Our study, however, may still have limitations. We exclusively enrolled individuals with clinically indicated coronary angiography, and this may have resulted in a referral bias. As to the definition of the coronary artery status, this is also a possible strength of our study. The prevalence of clinically asymptomatic coronary atherosclerosis has been reported to be high at or above 50 years of age [12]. Hence, angiography-based recruitment of control subjects rules out the possibility of individuals with significant, yet clinically unapparent coronary artery disease being inadvertently allocated to the control group. Surprisingly, our control group appears well representative, since the major cardiovascular risk factors occur at a frequency similar to that found in the general population. The prevalence of hypertension is close to that found in a random probability sample from Germany [13]. Diabetes mellitus appears two to three times more frequently than in the German population [14]. This, however, is probably due to the fact that we did not rely on self-reports. Rather, we measured fasting glucose and performed an oral glucose challenge in individuals not previously known to have diabetes mellitus.

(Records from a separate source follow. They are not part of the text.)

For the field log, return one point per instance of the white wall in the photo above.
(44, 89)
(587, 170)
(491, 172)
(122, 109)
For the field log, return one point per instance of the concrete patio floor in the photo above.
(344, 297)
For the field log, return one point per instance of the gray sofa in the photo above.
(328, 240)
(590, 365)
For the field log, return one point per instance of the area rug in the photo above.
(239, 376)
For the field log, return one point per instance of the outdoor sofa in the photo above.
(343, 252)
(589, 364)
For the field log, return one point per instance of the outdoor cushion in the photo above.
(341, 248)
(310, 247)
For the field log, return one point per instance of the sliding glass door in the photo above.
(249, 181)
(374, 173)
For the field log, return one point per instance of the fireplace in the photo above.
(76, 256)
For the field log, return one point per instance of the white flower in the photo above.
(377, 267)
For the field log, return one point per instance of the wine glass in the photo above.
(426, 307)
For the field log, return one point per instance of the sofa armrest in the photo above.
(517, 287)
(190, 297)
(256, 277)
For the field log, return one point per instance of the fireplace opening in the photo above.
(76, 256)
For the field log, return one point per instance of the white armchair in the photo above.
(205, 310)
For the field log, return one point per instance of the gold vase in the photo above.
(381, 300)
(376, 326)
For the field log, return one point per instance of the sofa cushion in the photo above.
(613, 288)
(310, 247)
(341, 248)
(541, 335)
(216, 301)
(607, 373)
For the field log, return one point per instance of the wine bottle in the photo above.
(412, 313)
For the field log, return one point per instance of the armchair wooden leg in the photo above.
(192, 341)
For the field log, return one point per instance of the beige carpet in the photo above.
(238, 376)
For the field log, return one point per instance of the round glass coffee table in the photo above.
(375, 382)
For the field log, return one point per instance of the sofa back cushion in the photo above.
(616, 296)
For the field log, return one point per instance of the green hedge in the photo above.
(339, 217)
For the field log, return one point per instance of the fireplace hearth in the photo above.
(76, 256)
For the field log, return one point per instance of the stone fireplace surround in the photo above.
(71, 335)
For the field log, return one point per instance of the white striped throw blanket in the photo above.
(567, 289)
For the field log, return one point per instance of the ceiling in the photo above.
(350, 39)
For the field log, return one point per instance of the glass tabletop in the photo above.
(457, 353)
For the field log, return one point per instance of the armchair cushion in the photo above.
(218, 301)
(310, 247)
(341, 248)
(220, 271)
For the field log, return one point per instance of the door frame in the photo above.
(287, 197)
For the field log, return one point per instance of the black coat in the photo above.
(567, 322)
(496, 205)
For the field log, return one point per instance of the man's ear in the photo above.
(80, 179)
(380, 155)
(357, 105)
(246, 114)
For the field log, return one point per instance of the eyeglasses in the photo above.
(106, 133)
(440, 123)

Based on clinical history or fasting glucose measurements, the National Health and Nutrition Examination survey 1999–2000 reports prevalences of diabetes mellitus of 9.2% in adults between 40 and 59 years of age and and 19.3% in adults older than 60 years [15]. In the current study, 12.1% of the control subjects had diabetes mellitus according to this criterion, while another 5.6% were detected by elevated post-challenge glucose only.

In summary, our results strongly argue against a role of this polymorphism in the development of type 2 diabetes and indicate that sample sizes have to be adequately large in genetic association studies to avoid false positive findings.